В то утро Матвей был уверен, что видит депутата Корочкина первый и последний раз. Мало ли что наговорит человек в порыве похмельной благодарности!
Он и предположить не мог, как сильно переменит его жизнь эта встреча и насколько прав окажется Корочкин, утверждая, что рядом с ним Матвей научится тому, чему не научат ни в каких университетах...
Матвей и теперь не считал чрезмерной плату за ту учебу и не считал пустыми годы, прошедшие рядом с депутатом Корочкиным. Но можно ли все это повторить, можно ли снова войти в реку, из которой он сам выплеснул себя три года назад, и, главное, надо ли это делать?..
Он так задумался, вспоминая, что не заметил, как прошел половину Тверской, зачем-то свернул сначала в Мамоновский, а потом в Трехпрудный переулок и вышел почти к Патриаршим прудам. Утром шел снег, теперь его остатки клочьями белели на деревьях, время от времени тяжело плюхаясь на мокрый асфальт.
«Куда это я направляюсь, интересно? – удивленно подумал Матвей, спохватившись только возле маленького итальянского ресторанчика, который, оказывается, открылся вместо магазина «Дары природы» на углу Трехпрудного переулка. – Может, пообедать, раз уж забрел сюда?»
Ресторанчик выглядел привлекательно, народу в нем почти не было – за сияющим чистотой большим окном виднелись пустые столики. Да и весь этот до последнего камня знакомый переулок был почти так же уютен и пуст, как много лет назад, когда он считался тихим центром. Конечно, тогда рядом с «Дарами природы» не стояли сверкающие автомобили, которые теперь стояли возле итальянского ресторана, но в целом все равно было похоже.

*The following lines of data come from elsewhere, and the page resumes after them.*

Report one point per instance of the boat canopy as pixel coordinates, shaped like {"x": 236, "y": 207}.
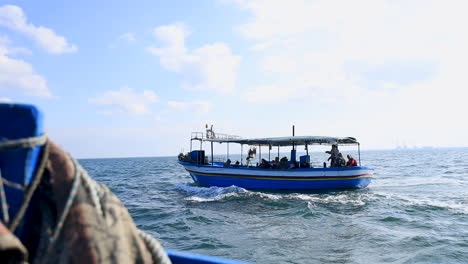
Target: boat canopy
{"x": 287, "y": 141}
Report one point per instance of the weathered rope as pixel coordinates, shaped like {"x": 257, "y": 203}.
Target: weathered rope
{"x": 157, "y": 252}
{"x": 68, "y": 204}
{"x": 4, "y": 204}
{"x": 31, "y": 142}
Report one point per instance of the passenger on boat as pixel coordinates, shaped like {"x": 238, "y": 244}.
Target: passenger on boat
{"x": 340, "y": 162}
{"x": 283, "y": 163}
{"x": 305, "y": 164}
{"x": 274, "y": 163}
{"x": 351, "y": 161}
{"x": 333, "y": 155}
{"x": 264, "y": 165}
{"x": 251, "y": 154}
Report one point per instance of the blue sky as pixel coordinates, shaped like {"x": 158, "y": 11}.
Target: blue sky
{"x": 121, "y": 79}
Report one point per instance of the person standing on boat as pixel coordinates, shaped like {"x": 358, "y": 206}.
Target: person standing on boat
{"x": 341, "y": 162}
{"x": 251, "y": 154}
{"x": 351, "y": 161}
{"x": 333, "y": 155}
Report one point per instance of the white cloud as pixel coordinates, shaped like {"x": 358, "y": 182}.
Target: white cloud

Матвей уже направился ко входу, когда увидел, что к одному из этих автомобилей, к ярко-алой «Мазде», идет от ресторана высокая женщина в длинной серебристой шубе. Рядом с ней семенил мальчишка лет семи, маленький, в очках и такой худой, как будто вышел не из ресторана, а из концлагеря. Матвей невольно приостановился, пропуская их мимо себя. Вокруг этой женщины создавалась настоящая зона турбулентности – так решительно и властно она рассекала пространство; хотелось переждать, пока она пройдет.